NOFEL, chef militaire (baryton)

ZEYD, ami de Medjnun (ténor)

PROLOGUE

LE CHŒUR :

Par le sort funeste affligé

Des larmes de sang déversées

Le peuple entier est attristé

Aux confins de son noir destin

Rose est le teint de son visage

Mon cœur souffre de ce présage

De cette rose je n’ai l’usage

Triste fleuve, je suis ton chemin

PREMIÈRE PARTIE

Un jardin près de l’école. Medjnun guette la venue de Leyli.

MEDJNUN :

De l’absence je me consume, en quête d’une panacée

La douleur m’a envahi, à mon aide venez, venez

Et je pleure et me lamente, rossignol désespéré

Dans ma cage prisonnier, où est donc ma roseraie ?

LEYLI :

Victime de mon amour, me voilà seule et blessée

Cette peine pour mon malheur sur moi s’est effondrée

Autour de moi personne pour ma peine partager

Son absence trop me pèse, mon tourment a trop duré !
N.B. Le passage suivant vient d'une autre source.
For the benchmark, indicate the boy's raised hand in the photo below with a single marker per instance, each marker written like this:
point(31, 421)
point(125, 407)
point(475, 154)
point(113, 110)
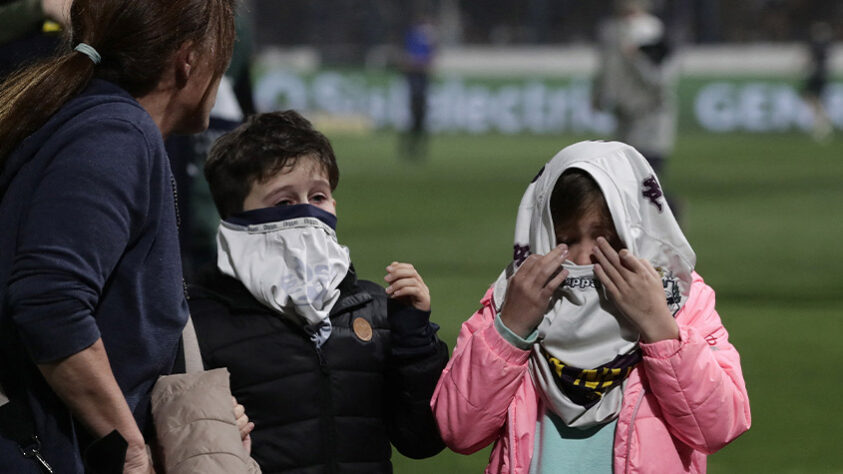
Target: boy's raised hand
point(407, 286)
point(637, 290)
point(529, 290)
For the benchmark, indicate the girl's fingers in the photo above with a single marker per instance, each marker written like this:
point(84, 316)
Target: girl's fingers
point(606, 281)
point(557, 280)
point(610, 268)
point(630, 262)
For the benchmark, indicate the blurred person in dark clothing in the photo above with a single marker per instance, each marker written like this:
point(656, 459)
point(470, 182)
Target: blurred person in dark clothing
point(29, 30)
point(417, 63)
point(819, 50)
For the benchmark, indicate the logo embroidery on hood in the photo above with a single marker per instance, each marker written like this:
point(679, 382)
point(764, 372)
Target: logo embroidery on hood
point(521, 252)
point(652, 191)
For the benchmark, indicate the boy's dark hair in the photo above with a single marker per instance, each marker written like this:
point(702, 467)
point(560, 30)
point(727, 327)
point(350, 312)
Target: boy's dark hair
point(576, 193)
point(259, 149)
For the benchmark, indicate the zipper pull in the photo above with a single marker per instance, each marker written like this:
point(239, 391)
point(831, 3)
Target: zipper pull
point(34, 451)
point(323, 364)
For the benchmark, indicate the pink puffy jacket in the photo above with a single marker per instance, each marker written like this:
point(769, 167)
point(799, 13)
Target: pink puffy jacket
point(686, 399)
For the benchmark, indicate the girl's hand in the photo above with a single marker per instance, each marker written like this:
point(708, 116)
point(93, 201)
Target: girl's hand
point(529, 291)
point(407, 286)
point(637, 290)
point(243, 425)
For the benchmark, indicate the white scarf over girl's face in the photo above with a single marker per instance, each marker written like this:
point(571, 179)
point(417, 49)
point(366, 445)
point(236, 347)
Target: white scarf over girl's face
point(289, 260)
point(581, 327)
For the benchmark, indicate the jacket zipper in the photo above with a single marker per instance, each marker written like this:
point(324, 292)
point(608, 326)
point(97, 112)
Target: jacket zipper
point(631, 426)
point(329, 444)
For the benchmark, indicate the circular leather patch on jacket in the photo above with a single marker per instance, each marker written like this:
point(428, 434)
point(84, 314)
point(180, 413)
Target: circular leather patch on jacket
point(362, 329)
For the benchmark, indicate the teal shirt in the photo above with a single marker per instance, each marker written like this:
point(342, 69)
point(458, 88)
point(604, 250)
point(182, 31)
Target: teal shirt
point(558, 447)
point(562, 449)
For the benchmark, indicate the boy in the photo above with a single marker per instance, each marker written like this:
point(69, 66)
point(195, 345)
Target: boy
point(332, 369)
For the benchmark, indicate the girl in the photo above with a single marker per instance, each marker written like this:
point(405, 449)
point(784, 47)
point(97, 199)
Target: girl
point(598, 349)
point(90, 263)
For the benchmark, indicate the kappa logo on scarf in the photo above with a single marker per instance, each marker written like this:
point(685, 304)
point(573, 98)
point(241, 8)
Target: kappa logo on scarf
point(520, 253)
point(652, 191)
point(305, 288)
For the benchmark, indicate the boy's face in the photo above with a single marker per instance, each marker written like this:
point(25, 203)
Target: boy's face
point(581, 235)
point(306, 182)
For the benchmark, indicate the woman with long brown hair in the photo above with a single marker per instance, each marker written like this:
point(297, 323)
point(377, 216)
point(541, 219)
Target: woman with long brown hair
point(90, 277)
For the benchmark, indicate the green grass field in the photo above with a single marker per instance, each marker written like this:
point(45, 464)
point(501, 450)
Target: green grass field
point(763, 212)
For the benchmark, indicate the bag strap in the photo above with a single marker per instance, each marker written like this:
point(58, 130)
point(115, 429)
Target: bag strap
point(192, 354)
point(16, 424)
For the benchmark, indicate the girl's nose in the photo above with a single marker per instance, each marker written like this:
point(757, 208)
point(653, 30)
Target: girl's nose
point(580, 254)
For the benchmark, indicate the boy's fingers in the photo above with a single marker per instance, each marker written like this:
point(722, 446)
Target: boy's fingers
point(401, 284)
point(401, 270)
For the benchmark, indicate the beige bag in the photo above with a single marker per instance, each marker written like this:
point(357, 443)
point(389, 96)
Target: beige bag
point(194, 419)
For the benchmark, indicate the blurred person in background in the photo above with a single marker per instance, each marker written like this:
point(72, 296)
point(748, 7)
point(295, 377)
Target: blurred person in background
point(29, 29)
point(188, 152)
point(819, 50)
point(417, 64)
point(93, 298)
point(636, 80)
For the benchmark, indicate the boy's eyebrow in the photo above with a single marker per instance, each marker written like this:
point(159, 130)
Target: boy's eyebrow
point(281, 189)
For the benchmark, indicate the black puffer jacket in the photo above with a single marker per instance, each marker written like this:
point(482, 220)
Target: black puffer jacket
point(332, 410)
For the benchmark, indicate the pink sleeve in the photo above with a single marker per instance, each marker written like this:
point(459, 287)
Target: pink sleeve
point(697, 379)
point(476, 388)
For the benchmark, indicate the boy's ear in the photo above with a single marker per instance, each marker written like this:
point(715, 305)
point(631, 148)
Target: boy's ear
point(186, 59)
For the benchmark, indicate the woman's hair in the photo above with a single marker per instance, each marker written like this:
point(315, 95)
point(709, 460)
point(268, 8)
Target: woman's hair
point(576, 193)
point(259, 149)
point(135, 38)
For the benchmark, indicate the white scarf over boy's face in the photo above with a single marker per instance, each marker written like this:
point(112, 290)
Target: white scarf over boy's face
point(289, 260)
point(582, 329)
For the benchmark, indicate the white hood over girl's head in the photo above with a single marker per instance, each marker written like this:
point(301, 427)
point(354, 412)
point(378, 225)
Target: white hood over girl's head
point(585, 348)
point(640, 213)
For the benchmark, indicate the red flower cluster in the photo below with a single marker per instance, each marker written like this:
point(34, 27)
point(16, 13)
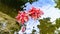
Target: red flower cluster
point(35, 13)
point(22, 17)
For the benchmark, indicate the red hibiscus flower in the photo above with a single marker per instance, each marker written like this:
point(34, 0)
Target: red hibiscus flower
point(35, 13)
point(22, 17)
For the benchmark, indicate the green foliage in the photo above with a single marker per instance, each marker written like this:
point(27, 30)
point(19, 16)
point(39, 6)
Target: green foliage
point(58, 4)
point(46, 27)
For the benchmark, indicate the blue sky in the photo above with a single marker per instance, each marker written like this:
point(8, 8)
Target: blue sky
point(47, 6)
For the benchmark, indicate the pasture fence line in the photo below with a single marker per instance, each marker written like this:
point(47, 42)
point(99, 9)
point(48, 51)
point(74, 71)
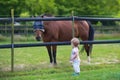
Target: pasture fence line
point(13, 19)
point(58, 43)
point(59, 18)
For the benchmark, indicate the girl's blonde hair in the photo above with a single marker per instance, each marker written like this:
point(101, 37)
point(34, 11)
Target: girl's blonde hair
point(75, 42)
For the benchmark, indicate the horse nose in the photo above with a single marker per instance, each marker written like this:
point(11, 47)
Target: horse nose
point(38, 38)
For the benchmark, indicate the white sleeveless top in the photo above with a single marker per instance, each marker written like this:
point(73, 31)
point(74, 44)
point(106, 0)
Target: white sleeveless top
point(75, 51)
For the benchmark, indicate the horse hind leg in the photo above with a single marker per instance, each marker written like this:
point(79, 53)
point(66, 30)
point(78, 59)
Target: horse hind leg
point(87, 49)
point(54, 54)
point(49, 53)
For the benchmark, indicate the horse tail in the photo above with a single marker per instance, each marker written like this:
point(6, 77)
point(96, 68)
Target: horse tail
point(91, 35)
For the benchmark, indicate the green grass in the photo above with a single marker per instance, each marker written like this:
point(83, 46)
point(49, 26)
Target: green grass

Medjnun s’approche de Leyli.

MEDJNUN :

Devant sa beauté solaire, de moi-même je ne suis plus
maître

Je reste seul dans l’ombre en proie à mon mal-être

Esclave de mon amour, je n’ai qu’à me soumettre

De ma passion l’objet et l’impatience me tourmentent

LEYLI :

Sur le chemin de son cœur il m’a trouvée, je le sais

Il a su me toucher, m’émouvoir, je le sais

Laissons parler mon cœur, à quoi bon l’implorer

Et le monde entier connaît ma peine, je le sais

LEYLI ET MEDJNUN :

De ta beauté juvénile la grâce m’a touché(e)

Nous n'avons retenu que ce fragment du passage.